I’ve made a real effort in the last few months to put myself out there, go to new places, meet new people, and spend heaps of quality time with friends and family. Lots of play dates, coffee dates, crazy art projects with the kids, random drives around to find random shops, evenings out with friends, and family explorations to the north and south of Israel. And it’s really paid off – we’re all super busy, but in a good way, and everyone seems happy and settled in. The end of the school year is upon us, and I can feel Budsie’s excitement about the end of year events, and the coming summer awesomeness. I’m kind of excited about it myself – a family vacation, some museum trips, activity books, countless movies, and a whole book of science experiments to get us through the wretched hot months of June, July and August. Should be good times.
In spite of all this effort and excitement, however, I feel a little out of date, in mind, body and spirit. I need a reboot if I’m going to maintain the same energy and enthusiasm from the first half of 2015 through my least favourite time of the year: summer. (Ugh, I cannot STAND summer. Hot and sunny and hot and uuuuuuuuuuuuuurrrrrrgh. Most people I know hibernate in the winter, but I want to hibernate in the summer, when it is much less socially acceptable to do so. But the beach! you say. TOO HOT, I say. But the beautiful sun! you say. NO JUST NO, I say.)

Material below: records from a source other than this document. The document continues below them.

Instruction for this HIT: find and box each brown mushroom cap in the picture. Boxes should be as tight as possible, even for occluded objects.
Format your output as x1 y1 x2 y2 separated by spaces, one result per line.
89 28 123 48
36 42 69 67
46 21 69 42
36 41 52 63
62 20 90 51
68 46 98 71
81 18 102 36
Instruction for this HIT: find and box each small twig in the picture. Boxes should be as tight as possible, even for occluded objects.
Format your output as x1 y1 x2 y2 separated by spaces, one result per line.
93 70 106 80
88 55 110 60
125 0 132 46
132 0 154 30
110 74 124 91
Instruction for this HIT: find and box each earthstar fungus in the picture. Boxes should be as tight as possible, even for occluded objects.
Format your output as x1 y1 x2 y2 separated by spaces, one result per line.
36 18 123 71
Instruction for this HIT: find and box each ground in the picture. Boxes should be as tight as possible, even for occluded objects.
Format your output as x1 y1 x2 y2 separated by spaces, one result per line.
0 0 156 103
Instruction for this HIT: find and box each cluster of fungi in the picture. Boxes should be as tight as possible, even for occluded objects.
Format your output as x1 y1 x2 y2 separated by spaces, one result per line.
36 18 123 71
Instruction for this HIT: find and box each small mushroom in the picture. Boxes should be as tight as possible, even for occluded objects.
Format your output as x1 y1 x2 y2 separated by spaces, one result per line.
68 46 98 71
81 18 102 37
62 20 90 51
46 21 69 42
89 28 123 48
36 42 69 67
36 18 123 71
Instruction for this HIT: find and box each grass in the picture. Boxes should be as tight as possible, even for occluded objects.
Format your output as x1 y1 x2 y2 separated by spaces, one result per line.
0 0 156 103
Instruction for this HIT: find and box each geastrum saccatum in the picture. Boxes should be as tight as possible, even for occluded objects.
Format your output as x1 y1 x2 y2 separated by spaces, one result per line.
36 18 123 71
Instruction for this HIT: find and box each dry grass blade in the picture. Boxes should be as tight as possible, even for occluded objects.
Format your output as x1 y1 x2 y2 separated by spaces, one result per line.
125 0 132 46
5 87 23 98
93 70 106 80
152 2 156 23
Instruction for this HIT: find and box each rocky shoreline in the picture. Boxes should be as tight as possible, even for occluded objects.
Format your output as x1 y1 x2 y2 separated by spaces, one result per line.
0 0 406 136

Right, so yes, a reboot is in order. I am in desperate need of a hair cut – something wild and fun – and I could do with a wardrobe switch. Any and all advice on these fronts is welcome (I did buy shorts the other day. I hate shorts, but they are just plain necessary here. This particular pair is flowery and drawstring like pajamas, which makes this pair mildly more tolerable than your average pair of shorts. Also a tad uglier. Anyway.). I also really need to make the switch to summer time workouts and eating (low key and light). I’ll get to all of it, I will, but I just haven’t yet, and this is annoying because I can feel myself being held back by myself. I can feel myself holding on to the last shreds of spring air that blow about for 30 seconds in the morning here. I want to cling to my boots, my jeans, long runs, and the warm meals and baked goods of cooler times, all of which I love, and none of which are possible in the unforgiving Israel heat. Sigh.
Ah well. In order to make the most of this terrible heat, I think I’ll start by making some iced coffee for tomorrow morning’s bus drop off. And then maybe peruse the mags for some new hair ideas…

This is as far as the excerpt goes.